Closed rsomani95 closed 3 months ago
Oh, that's a good question. Label Smoothing is a quite common strategy used in contrastive training to avoid false negative and overfitting. Therefore we didn't mention it in paper and didn't do the ablation.
Ah, interesting. Thanks for the quick response.
I've seen it be used in the classification domain quite often but my canonical reference for contrastive learning has been open_clip
and none of their loss functions use label smoothing, thus my original question
Out of curiosity, could you share a paper reference that uses label smoothing? I'm very curious to see ablations regarding that in any context.
alpha-clip (https://arxiv.org/pdf/2312.03818) for example. Although they didn't mention label smoothing in the paper, the use it in the source code (https://github.com/SunzeY/AlphaCLIP)
@rsomani95 and @beichenzbc - thank you for this most interesting discussion, I am glad I came across it!
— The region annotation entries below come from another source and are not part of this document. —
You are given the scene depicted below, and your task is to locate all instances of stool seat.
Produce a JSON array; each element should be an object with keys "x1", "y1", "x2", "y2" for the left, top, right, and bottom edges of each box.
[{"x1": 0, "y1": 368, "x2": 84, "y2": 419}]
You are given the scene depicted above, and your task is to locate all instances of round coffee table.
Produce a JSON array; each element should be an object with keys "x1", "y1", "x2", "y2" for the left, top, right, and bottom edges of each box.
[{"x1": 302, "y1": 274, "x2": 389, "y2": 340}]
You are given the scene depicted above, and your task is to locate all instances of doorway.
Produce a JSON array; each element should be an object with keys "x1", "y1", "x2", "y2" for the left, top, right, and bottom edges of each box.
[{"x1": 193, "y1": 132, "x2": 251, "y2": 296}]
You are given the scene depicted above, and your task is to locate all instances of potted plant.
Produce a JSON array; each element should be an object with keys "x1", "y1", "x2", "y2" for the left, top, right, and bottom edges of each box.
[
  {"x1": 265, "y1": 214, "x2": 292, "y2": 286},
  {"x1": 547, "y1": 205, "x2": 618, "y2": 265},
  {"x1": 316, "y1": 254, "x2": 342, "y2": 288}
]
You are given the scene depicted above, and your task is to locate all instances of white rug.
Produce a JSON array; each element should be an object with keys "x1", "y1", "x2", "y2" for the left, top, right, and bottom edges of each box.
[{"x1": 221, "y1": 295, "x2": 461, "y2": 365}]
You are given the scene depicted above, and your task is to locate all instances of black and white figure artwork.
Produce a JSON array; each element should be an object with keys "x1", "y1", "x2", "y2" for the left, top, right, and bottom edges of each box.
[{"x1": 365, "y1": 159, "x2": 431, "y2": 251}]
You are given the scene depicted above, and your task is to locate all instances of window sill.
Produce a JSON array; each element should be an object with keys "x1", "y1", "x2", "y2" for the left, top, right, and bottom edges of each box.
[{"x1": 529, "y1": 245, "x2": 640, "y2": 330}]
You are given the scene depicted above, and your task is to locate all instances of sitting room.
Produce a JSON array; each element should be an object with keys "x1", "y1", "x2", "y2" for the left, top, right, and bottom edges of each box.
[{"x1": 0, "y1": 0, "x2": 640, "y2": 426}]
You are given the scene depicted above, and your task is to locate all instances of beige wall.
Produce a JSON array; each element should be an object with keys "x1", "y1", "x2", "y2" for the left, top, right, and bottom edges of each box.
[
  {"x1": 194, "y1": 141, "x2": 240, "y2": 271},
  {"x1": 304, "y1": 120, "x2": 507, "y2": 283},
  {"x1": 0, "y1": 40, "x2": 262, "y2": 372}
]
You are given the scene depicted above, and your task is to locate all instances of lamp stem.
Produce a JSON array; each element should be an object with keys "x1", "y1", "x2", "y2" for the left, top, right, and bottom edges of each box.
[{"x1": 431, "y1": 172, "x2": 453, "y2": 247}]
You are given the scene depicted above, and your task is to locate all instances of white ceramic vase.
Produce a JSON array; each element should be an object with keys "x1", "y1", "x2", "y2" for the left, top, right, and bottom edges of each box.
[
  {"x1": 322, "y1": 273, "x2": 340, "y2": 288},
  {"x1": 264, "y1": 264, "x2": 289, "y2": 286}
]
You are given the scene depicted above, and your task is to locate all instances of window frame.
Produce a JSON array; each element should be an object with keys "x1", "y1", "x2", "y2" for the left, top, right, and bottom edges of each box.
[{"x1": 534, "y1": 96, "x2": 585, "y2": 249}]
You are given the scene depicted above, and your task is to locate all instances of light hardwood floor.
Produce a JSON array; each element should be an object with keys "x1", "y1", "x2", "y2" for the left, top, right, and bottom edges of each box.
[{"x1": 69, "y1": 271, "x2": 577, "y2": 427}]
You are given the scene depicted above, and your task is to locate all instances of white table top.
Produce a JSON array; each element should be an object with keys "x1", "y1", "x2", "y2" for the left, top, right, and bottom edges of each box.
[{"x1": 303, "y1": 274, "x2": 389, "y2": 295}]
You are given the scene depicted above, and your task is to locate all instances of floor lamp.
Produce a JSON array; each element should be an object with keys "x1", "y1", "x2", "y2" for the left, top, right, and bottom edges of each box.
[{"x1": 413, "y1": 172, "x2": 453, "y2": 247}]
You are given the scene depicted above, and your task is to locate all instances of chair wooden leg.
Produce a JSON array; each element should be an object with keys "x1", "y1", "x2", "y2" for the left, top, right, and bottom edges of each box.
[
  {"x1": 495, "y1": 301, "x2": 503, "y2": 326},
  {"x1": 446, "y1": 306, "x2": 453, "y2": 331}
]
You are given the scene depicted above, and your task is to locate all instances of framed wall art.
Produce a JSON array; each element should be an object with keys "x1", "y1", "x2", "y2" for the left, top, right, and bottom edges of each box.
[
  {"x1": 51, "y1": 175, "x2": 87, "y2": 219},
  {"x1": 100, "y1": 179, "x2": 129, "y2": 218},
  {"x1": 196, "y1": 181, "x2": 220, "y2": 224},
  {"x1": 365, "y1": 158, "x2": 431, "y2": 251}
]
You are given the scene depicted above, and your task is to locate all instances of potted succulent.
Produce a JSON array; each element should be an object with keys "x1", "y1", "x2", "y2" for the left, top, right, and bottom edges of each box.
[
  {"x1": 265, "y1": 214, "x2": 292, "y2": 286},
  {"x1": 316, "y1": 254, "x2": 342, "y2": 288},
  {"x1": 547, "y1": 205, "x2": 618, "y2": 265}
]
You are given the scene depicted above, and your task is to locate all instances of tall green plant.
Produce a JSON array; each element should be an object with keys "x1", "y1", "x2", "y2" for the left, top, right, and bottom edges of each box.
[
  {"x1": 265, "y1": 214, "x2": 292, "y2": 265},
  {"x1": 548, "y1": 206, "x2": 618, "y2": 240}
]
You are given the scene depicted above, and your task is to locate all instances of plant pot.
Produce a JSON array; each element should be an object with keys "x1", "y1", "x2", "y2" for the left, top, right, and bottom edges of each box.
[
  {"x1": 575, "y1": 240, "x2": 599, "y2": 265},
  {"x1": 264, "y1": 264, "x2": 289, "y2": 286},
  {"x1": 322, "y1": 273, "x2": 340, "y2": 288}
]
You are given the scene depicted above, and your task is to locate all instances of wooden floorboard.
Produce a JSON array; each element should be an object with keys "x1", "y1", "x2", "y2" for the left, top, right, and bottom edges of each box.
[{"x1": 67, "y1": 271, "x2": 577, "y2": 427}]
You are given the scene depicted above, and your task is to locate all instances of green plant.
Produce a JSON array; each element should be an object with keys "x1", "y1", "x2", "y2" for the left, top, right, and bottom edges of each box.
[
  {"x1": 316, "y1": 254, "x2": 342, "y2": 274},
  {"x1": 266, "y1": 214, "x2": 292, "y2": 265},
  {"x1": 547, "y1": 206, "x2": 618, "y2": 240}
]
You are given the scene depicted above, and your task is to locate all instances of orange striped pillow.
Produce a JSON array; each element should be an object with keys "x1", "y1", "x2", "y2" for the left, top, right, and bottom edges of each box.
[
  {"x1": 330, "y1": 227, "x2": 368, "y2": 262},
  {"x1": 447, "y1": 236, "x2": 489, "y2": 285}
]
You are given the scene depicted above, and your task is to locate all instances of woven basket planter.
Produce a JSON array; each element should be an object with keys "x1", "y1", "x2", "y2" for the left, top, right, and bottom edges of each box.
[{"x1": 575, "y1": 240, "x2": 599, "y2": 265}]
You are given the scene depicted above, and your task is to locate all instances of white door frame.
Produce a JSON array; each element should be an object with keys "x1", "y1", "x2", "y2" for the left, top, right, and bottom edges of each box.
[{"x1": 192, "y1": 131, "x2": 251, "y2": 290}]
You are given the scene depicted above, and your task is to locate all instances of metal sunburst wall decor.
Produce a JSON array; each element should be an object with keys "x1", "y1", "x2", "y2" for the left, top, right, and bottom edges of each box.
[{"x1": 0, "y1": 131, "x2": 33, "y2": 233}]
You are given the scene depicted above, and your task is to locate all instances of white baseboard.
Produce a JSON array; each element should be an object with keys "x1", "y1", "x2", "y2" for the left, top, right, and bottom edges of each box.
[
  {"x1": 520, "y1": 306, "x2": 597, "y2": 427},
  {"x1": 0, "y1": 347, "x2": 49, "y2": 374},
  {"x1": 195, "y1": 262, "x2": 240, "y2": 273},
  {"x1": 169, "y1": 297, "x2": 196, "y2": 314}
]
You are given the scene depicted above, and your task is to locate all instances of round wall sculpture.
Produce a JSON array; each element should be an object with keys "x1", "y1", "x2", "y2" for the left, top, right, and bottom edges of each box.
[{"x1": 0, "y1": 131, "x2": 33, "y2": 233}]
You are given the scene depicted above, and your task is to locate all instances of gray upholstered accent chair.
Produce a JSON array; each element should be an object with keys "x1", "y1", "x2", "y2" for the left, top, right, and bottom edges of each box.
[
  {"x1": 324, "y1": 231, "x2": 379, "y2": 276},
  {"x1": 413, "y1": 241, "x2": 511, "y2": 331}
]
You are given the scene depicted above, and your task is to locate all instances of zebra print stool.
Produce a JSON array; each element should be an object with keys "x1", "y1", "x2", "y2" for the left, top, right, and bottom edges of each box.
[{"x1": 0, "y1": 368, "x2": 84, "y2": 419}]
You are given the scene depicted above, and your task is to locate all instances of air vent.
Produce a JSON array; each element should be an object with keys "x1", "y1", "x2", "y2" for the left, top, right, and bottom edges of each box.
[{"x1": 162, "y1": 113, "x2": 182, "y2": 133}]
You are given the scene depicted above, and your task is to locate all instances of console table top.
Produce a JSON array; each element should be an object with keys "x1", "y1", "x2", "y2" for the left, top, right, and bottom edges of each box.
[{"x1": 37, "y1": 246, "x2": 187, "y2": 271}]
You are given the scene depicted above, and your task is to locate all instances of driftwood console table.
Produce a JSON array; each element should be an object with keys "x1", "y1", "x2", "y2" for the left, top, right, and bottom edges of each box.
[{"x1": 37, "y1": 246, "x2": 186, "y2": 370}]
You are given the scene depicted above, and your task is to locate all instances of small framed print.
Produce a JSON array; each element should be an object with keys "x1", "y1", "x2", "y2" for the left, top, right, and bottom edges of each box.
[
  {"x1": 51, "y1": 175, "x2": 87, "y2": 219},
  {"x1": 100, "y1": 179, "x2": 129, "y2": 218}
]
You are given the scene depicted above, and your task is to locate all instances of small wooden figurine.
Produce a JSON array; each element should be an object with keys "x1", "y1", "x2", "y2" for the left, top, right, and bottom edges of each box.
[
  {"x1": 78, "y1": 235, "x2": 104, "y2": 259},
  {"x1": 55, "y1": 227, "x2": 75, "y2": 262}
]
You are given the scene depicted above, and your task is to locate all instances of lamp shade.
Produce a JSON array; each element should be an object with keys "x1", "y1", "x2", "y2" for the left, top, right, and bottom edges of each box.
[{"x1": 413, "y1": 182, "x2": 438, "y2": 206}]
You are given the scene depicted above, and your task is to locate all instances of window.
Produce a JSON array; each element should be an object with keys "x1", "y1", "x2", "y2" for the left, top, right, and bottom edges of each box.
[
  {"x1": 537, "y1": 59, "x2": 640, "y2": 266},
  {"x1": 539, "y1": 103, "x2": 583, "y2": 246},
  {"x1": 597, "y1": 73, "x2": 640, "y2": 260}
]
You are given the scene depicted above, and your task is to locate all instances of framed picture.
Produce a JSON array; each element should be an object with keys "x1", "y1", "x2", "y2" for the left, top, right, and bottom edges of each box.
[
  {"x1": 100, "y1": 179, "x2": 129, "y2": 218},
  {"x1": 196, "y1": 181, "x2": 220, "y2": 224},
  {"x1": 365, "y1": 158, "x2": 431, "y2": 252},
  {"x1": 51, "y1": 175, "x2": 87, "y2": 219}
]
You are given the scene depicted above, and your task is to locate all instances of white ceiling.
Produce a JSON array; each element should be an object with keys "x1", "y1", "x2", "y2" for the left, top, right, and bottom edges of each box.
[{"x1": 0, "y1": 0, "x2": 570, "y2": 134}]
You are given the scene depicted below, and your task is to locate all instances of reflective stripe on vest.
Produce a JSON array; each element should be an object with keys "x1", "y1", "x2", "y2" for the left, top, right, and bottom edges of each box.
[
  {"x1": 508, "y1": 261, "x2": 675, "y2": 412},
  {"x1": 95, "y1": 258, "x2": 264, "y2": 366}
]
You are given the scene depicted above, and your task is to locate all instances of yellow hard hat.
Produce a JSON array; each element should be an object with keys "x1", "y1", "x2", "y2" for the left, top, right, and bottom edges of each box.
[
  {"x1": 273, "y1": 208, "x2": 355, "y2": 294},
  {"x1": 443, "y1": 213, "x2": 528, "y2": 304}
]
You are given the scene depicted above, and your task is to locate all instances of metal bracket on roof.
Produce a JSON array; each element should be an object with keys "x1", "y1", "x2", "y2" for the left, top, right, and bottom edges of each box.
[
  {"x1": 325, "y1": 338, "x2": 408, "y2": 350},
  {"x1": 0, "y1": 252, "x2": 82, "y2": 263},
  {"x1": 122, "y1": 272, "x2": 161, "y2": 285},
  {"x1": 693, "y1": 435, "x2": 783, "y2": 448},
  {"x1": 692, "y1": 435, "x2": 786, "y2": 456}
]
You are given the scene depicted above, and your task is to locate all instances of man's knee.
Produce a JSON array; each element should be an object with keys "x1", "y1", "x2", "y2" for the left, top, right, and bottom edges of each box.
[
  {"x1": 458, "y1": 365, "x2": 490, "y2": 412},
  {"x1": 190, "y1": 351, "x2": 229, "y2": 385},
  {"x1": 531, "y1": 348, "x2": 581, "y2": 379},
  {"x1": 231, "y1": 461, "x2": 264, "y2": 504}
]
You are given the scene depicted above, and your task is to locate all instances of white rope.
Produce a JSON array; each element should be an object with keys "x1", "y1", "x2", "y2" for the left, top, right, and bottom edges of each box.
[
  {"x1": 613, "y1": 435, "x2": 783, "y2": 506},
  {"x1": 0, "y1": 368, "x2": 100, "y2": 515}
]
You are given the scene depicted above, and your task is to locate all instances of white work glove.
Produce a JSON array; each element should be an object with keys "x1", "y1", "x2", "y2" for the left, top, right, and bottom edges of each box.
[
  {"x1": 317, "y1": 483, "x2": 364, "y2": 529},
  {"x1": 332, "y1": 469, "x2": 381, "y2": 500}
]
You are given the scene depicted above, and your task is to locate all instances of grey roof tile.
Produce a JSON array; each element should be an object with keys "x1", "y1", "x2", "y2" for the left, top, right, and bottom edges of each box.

I didn't pull the changes @beichenzbc made, but I implemented this suggestion in my custom training code - which includes Geometric Parametrization (GmP) of Linear Layers as well as activation value manipulation of predominantly an 'adverb neuron' in the Vision Transformer during fine-tuning, but: The relative change of GmP-classic (classic contrastive loss) vs. GmP-smooth is only due to the new loss with smoothing. Everything else (dataset, other hyperparameters, ...) was the same.
Indeed, I was able to squeeze out some additional improvement in accuracy for the label smoothing fine-tune. Please note that, for comparison purposes, the dataset labels were capped to <<77 tokens, to fit the original ViT-L/14 as well. I assume it's possible that the full long captions of COCO-SPRIGHT-40k could boost Long-CLIP even more.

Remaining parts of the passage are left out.